How do I construct an "If loop" inside of a for loop for rows and columns?
问:
我在 R 中有一个数据框,其中包含折叠变化 (fc) 的测量值和fc_0.1、fc_0.2 等列,直到 fc_2。我尝试用 1 填充每列中的每一行,如果它等于或大于基于特定列名的第一列的值。我最初通过指定每一列来非常繁琐地做到这一点,现在我正在尝试缩短代码并对其进行概括。我已经让这个 for 循环做了很多工作,但我无法将这些 if 语句集成到循环中。这真的很棒,我不必为每 0.1 个增量编写一个 if 语句。

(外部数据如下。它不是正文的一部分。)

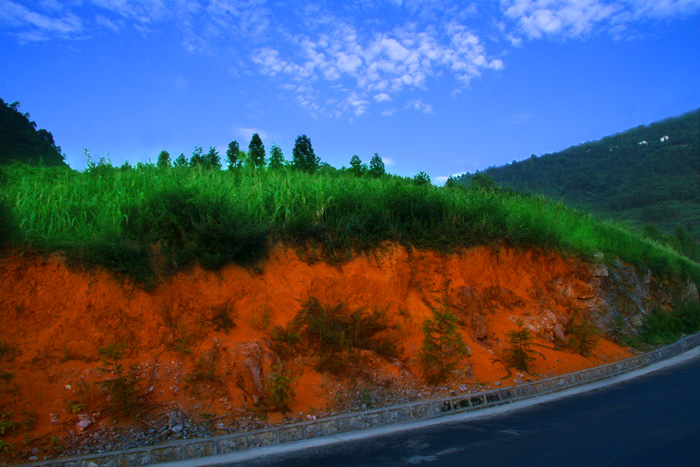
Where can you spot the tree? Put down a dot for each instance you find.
(421, 178)
(256, 151)
(21, 141)
(197, 158)
(356, 166)
(303, 157)
(518, 354)
(482, 181)
(212, 159)
(276, 158)
(376, 166)
(232, 158)
(163, 160)
(180, 161)
(443, 346)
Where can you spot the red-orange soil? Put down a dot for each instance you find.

fc <- c(0.82,0.03,1.52,0.14,0.61,1.88,0.29,1.91,0.32,0.46,1.76,0.54,1.45,2.01,0.71,1.45,0.90,1.01,1.17,1.68,1.21,1.37)
data<- data.frame(abs(fc)) # create a data frame fold change
z<- data.frame(rep.int(0, 22))
z[2:20] <- z[[1]] # create a data frame of zeros
data <- data.frame(data,z) # add the two data frames together
names(data) <- c("fc",paste0("fc_", seq(0.1, 2, by = 0.1))) # give names to the columns
data
for(i in 1:nrow(data)){
for(j in 2:ncol(data)){
if(data[i,1]>=0.1){
data[i,2]=1
}
if(data[i,1]>=0.2){
data[i,3]=1
}
if(data[i,1]>=0.3){
data[i,4]=1
}
if(data[i,1]>=0.4){
data[i,5]=1
}
if(data[i,1]>=0.5){
data[i,6]=1
}
if(data[i,1]>=0.6){
data[i,7]=1
}
if(data[i,1]>=0.7){
data[i,8]=1
}
if(data[i,1]>=0.8){
data[i,9]=1
}
if(data[i,1]>=0.9){
data[i,10]=1
}
if(data[i,1]>=1.0){
data[i,11]=1
}
}
}
data
如果我想填充所有列,我必须为所有 0.1 增量编写一个 if 语句。这使得代码很长,如果我增加所需的值量,则无法扩展。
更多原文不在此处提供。